Tinnitus in Children – Causes and Treatment Methods

A number of older people hear the constant noises caused by tinnitus (ringing in the ears), but few people realize it affects kids too. Children are equally at risk for this potentially debilitating disorder. While adults can usually determine that the sounds they are hearing are abnormal, many kids assume the noise is a regular part of life. If your child shows signs of tinnitus it is important to look into it to rule out any underlying condition.

Tinnitus is caused by a number of different conditions in both adults and children. Among the many potential causes are circulatory problems, hearing loss from damaging noise, a build-up of wax in the ear canal, a misalignment in the jaw joints, and trauma to the neck and head. Slow-growing tumors on nerves in the face and ears can also cause tinnitus. Your family pediatrician can help rule out any specific ear problems. If there are not any obvious issues, you will likely be referred to an ear, nose, and throat specialist or audiologist for further investigation.

If the examination uncovers a specific reason for your child’s tinnitus, the issue can usually be alleviated by addressing the underlying problem. However, many children and adults experience tinnitus without a clear cause.
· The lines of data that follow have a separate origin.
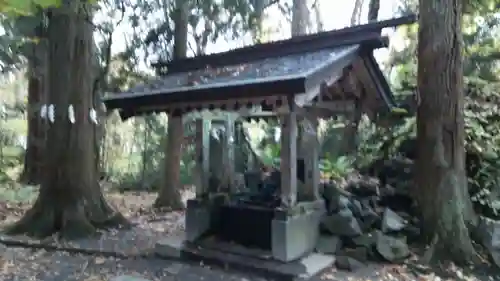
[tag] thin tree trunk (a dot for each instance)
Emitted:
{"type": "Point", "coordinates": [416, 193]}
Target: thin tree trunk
{"type": "Point", "coordinates": [441, 181]}
{"type": "Point", "coordinates": [169, 195]}
{"type": "Point", "coordinates": [351, 143]}
{"type": "Point", "coordinates": [70, 200]}
{"type": "Point", "coordinates": [356, 12]}
{"type": "Point", "coordinates": [300, 17]}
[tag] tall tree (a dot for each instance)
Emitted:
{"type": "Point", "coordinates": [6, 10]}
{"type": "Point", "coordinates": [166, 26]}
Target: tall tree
{"type": "Point", "coordinates": [37, 78]}
{"type": "Point", "coordinates": [169, 195]}
{"type": "Point", "coordinates": [300, 17]}
{"type": "Point", "coordinates": [70, 200]}
{"type": "Point", "coordinates": [351, 132]}
{"type": "Point", "coordinates": [441, 181]}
In this case, there is no way to eradicate the problem, so your focus should shift to helping your child cope with the sounds he or she is hearing.

Tinnitus can be distracting, making it difficult for your child to pay attention at home or at school. One way to combat this is to provide background noise. Consider playing soft music or running a fan when your child needs to concentrate. Hearing aids can be helpful for children with hearing loss by helping them filter out distractions and focus on important sounds.

Tinnitus can cause some kids to experience psychological distress. In this case it is important to be supportive and reassuring about the condition. Make sure your child understands that tinnitus is a common problem that affects many other children. Work with your doctors and experts to explain the problem to your child in a way he or she can understand. Take steps to help your child deal with stressful situations, as many children find that stress can make their tinnitus symptoms much worse.

Always keep in mind that many children outgrow their tinnitus without intervention, so it may cease to be an issue. While it may be a nuisance now, with time your child can overcome it.